Presumably Dr. Brooks was not seduced by visions of a film career (in fact, he is a rather colorless actor), so he must have been willing to let his institution become associated in the public mind with indifference, stupidity and terrible cruelty in the care of the mentally sick because he thinks those conditions so prevalent that they must at any cost be advertised though the medium of a highly romantic and potentially very popular film. In short, that what Ratched is meant to represent (and Louise Fletcher plays her with, blood-chilling credibility) is real.

But on this, you might say, social ground, One Flew Over the Cuckoo’s Nest (or at least the film version) is less than satisfactory. Forman’s superb dance of fools, led by the superb Nicholson in the guise of the far from foolish but fatally overconfident McMurphy, leads to nothing beyond its immediate and entirely justifiable goal of superior crowd pleaser. It’s impossible not to whoop it up for the Cuckoo’s Nest while watching it, but afterwards, what is one to think? Our mental hospitals may well be callous custodial barracks for social misfits, but this movie centers on a certifiable monster, and the case is too extreme to exemplify the problem. Indeed, except for her, this looks to be a decent, useful hospital. True, McMurphy is subjected to a lobotomy, but the story is set some years back when lobotomies still had some clinical respectability as a way to control violent behavior, and McMurphy had come within seconds of strangling Ratched to death. And when you try to apply the film as a tract denouncing the general state of contemporary mental care, you come up against the fairy tale details and realize that this case will never stand up in court. Ratched is a witch and her patients are babes in the woods: you can’t use that to attack the serious shortcomings of our hospitals for the mentally sick.

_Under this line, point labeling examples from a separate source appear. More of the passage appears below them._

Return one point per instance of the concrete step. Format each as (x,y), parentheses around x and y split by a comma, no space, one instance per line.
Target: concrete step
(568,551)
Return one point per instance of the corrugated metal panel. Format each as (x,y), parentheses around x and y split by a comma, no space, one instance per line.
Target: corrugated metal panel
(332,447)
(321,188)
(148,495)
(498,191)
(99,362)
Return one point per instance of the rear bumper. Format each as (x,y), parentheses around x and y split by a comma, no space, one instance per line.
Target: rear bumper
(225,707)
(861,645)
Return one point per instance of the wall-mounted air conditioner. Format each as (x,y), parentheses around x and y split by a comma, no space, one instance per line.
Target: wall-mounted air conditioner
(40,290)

It is also being said that, “on another level,” One Flew Over the Cuckoo’s Nest symbolizes the struggle of the individual against “the system.” Maybe so, but the same can be said of Romeo and Juliet, David Copperfield and Alice in Wonderland. The conflict between man and society is primal, and it is almost a tautology to say that a work of fiction symbolizes it.

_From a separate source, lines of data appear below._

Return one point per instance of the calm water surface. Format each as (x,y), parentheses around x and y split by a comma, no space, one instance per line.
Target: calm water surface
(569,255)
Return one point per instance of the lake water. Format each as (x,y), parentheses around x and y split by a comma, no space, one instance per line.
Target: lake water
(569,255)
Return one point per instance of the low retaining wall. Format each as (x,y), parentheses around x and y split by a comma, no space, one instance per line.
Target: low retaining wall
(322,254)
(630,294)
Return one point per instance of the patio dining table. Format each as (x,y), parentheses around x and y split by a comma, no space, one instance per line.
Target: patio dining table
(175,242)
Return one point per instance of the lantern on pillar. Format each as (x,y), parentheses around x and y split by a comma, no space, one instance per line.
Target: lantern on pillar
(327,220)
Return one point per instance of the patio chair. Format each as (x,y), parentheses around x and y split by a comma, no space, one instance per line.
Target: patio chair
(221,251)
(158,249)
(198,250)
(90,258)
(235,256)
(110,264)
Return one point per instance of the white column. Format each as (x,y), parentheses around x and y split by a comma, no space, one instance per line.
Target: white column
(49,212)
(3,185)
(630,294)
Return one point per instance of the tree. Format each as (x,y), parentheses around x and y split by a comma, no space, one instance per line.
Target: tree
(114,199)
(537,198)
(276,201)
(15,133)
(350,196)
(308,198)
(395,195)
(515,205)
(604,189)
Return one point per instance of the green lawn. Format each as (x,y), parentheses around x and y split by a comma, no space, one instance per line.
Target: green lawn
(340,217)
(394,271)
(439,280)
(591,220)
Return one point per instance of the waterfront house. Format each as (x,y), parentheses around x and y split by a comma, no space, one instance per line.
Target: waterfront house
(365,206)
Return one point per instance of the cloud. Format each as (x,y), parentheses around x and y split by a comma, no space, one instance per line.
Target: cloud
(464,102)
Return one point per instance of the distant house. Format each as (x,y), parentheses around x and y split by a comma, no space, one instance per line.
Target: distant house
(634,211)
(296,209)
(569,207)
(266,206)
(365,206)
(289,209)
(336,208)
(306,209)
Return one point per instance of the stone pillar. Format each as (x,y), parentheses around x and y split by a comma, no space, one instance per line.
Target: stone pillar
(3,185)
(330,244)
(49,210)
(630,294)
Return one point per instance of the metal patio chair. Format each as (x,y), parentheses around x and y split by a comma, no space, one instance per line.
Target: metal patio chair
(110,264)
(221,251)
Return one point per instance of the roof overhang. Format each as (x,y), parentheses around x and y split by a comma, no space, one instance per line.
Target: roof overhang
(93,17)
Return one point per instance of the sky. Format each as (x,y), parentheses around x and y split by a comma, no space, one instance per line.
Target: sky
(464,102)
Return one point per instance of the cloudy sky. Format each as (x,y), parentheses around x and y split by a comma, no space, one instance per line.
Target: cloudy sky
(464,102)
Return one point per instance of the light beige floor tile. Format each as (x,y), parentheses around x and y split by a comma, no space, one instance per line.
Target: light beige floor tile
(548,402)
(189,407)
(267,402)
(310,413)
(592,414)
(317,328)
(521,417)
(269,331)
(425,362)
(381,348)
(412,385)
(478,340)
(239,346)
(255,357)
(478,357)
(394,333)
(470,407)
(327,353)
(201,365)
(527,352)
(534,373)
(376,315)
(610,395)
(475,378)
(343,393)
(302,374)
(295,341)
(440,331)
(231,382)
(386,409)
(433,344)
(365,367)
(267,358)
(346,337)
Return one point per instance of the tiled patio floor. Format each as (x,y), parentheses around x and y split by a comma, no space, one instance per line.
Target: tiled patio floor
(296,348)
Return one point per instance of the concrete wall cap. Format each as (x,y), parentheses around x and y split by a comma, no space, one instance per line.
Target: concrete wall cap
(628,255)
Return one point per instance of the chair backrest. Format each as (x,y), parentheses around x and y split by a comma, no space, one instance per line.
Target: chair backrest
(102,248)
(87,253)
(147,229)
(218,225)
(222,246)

So, although I’m left a bit puzzled as to Dr. Brooks’s motives, I’ve decided that I enjoyed the picture because it is an action romance, worked out in wonderfully inventive detail and presented with mesmeric immediacy by one of the screen’s most resourceful directors, who on this occasion had not only a smart and energetic cast but also ideal working conditions for his project. As a final example of entertainment pleasures, in the friendship between McMurphy and Chief Bromden (Will Sampson), a gigantic “deaf-and-dumb” Indian with the ears of a lynx and the poetic fatalism so often ascribed to his race, Cuckoo’s Nest offers the most appealing instance of manly love since Steinbeck broke our hearts with the similarly incongruous George and Lennie in Of Mice and Men. Sampson, by the way, is not a professional actor but a painter, vice president of the Oklahoma Art Guild and a teacher and lecturer. If anyone could steal a scene from Jack Nicholson, Sampson is the man. But I don’t really believe anyone could.